Summary
This study aimed to evaluate the clinical outcomes of anatomic ACLR based on the degree of postoperative ATS.
Abstract
Background
Anterior tibial subluxation (ATS) in extension following an anterior cruciate ligament (ACL) injury indicates a forward shift of the tibia relative to the femur. Recent studies have shown that this subluxation can sometimes be irreductible, meaning that ACL reconstruction (ACLR) may not fully restore the normal tibiofemoral alignment. The persistence of this subluxation and high anterior translation values after ACLR have been associated to poor knee stability and unfavorable clinical outcomes. Additionally, these factors have been proposed as risk factors for graft rerupture.
Objective
This study aimed to evaluate the clinical outcomes of anatomic ACLR based on the degree of postoperative ATS. We hypothesized that the excessive postoperative lateral ATS (>10 mm) would be associated with inferior clinical outcomes.
Methods
A total of 221 consecutive patients who underwent primary ACLR with a minimum follow-up of two years were included. ATS of the lateral and medial compartments in extension, relative to the femoral condyles, were measured on preoperative and postoperative MRI. Based on lateral ATS in postoperative MRI, the population was divided into three groups: Group 1 (<6mm), Group 2 (6 – 10mm), Group 3 (>10mm). Demographic variables, time from injury to surgery and associated cartilage, meniscus, or anterolateral ligament injuries were evaluated. Time to return to sports and sports level were evaluated using the Tegner scale. Additionally, the Lysholm score and IKDC were assessed preoperatively and at the final follow-up visit.
Results
Although the mean difference in lateral ATS between preoperative and postoperative MRI was 0.69mm (p<0.01), 62% (n=137) of cases had ≥6mm lateral ATS on postoperative MRI. Multivariate logistic regression analysis identified preoperative lateral ATS as the only factor significantly associated with fixed ATS. The average time to return to sports was 10 months, with no significant differences between groups (p=0.056). 97% of patients returned to sports, and 69% returned to their pre-injury level, with no significant differences between groups (p=0.781, p=0.127).
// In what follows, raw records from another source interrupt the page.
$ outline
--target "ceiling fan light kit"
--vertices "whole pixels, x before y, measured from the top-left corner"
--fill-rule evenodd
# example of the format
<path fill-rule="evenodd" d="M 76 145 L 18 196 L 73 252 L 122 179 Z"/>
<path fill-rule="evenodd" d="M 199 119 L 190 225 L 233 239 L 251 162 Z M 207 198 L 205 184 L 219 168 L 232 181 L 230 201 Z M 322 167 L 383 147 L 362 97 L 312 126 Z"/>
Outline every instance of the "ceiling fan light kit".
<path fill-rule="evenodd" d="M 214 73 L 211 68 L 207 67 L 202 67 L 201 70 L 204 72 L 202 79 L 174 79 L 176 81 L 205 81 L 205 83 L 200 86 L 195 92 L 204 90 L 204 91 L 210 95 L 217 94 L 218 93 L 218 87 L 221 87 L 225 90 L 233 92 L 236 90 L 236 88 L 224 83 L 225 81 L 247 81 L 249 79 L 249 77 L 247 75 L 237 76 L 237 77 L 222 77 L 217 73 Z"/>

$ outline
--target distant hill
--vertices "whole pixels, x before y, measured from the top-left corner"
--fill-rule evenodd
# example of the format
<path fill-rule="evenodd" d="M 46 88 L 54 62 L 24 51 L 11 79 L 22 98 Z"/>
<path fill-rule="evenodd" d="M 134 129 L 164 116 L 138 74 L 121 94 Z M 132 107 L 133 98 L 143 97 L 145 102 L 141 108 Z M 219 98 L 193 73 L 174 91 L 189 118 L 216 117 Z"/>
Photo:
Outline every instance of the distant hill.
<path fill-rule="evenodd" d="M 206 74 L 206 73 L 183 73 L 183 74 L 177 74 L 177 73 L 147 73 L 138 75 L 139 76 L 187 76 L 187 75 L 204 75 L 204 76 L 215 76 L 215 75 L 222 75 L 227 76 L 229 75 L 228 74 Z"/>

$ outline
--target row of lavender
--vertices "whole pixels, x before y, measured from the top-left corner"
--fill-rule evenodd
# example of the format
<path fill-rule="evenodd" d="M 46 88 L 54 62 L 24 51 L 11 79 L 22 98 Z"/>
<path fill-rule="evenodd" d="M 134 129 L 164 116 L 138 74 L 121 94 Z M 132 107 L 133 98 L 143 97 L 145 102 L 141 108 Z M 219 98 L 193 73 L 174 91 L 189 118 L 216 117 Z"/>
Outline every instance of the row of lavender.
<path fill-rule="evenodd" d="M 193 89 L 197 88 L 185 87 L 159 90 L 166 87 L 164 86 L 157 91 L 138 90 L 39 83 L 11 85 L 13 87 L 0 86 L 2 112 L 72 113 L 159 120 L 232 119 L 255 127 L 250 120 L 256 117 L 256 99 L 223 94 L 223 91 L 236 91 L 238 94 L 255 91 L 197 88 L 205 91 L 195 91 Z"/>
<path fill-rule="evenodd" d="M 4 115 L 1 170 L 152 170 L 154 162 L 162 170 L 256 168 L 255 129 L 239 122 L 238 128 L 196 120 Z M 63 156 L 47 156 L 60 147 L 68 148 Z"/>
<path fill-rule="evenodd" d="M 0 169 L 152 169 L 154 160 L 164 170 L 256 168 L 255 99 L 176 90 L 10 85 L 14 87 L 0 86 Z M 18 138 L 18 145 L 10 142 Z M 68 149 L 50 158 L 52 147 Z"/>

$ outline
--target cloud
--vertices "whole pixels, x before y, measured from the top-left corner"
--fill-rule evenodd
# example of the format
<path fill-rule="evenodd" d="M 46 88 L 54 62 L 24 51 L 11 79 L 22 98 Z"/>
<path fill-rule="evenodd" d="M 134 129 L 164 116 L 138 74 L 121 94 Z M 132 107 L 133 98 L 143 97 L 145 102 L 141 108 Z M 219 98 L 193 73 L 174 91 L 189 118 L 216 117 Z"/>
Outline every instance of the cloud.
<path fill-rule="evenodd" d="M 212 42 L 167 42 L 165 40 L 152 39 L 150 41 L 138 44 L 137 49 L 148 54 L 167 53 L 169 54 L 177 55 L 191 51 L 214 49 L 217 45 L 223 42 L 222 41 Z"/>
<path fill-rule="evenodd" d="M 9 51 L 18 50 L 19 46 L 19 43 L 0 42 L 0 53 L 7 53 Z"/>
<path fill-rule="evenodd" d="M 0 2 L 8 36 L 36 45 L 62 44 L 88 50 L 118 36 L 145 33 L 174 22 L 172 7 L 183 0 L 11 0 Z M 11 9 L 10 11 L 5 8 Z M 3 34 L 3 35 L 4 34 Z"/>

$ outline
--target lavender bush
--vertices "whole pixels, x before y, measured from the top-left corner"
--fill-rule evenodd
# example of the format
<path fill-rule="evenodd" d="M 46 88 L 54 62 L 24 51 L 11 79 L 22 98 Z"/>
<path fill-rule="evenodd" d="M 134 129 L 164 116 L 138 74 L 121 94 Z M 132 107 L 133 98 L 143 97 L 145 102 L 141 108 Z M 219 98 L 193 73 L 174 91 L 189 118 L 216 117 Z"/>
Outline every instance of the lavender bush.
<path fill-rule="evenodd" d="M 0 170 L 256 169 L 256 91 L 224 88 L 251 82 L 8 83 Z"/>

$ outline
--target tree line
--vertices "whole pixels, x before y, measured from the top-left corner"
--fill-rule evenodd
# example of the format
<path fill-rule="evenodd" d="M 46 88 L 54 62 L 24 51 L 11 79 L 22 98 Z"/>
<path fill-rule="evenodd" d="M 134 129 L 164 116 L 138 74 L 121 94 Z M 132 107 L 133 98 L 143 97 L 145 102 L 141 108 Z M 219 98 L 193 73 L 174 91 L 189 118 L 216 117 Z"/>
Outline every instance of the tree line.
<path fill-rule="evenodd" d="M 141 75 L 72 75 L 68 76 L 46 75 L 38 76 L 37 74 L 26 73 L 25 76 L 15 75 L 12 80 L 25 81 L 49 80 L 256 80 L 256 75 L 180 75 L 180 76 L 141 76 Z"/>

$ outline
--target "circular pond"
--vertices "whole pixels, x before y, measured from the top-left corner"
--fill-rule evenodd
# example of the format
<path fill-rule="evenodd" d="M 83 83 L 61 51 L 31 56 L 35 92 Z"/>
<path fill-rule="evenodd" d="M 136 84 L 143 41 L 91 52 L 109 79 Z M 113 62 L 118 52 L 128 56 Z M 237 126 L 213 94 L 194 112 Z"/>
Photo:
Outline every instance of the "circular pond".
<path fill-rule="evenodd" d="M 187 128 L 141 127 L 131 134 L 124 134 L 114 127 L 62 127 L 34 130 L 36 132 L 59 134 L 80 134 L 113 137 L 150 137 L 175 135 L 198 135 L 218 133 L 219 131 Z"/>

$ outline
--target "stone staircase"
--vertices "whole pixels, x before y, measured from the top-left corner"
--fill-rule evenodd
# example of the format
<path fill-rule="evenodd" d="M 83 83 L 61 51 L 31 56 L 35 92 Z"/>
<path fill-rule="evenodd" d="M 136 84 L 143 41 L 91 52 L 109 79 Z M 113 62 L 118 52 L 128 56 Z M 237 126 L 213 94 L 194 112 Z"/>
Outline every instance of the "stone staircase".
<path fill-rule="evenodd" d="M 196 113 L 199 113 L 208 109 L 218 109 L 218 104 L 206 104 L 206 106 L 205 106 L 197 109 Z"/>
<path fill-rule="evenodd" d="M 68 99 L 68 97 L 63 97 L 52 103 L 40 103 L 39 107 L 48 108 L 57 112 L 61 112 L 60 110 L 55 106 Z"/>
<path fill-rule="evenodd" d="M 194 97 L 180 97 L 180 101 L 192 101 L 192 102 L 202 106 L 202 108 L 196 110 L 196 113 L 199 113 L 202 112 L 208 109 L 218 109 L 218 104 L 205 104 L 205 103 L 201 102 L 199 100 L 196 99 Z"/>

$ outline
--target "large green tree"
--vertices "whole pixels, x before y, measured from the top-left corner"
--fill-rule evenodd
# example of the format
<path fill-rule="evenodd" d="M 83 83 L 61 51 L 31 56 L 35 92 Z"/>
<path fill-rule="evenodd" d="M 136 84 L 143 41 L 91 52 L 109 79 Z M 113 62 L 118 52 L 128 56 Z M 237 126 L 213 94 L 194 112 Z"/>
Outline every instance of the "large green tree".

Multivariate analysis revealed that meniscal injury was associated with a lower sports level (OR 0.4, 95% CI 0.19 - 0.82). The average clinical scores (IKDC and Lysholm) were 86 and 89, respectively, with no differences between groups (p=0.2, p=0.71). However, multivariate analysis showed that patients with lateral ATS greater than 10mm on postoperative MRI had significantly worse clinical outcomes compared to those with less than 6 mm. The overall failure rate was 7%, with no statistical difference between groups (p=0.13).
Conclusion
Anatomic ACLR did not fully restore the tibiofemoral relationship, as a high percentage of patients (62%) had ≥6mm of postoperative ATS. The extent of postoperative subluxation was not a determining factor for subjective scales, return to sports, or reruptures following ACL reconstruction. However, patients with lateral ATS greater than 10mm had significantly worse clinical outcomes at two years follow-up.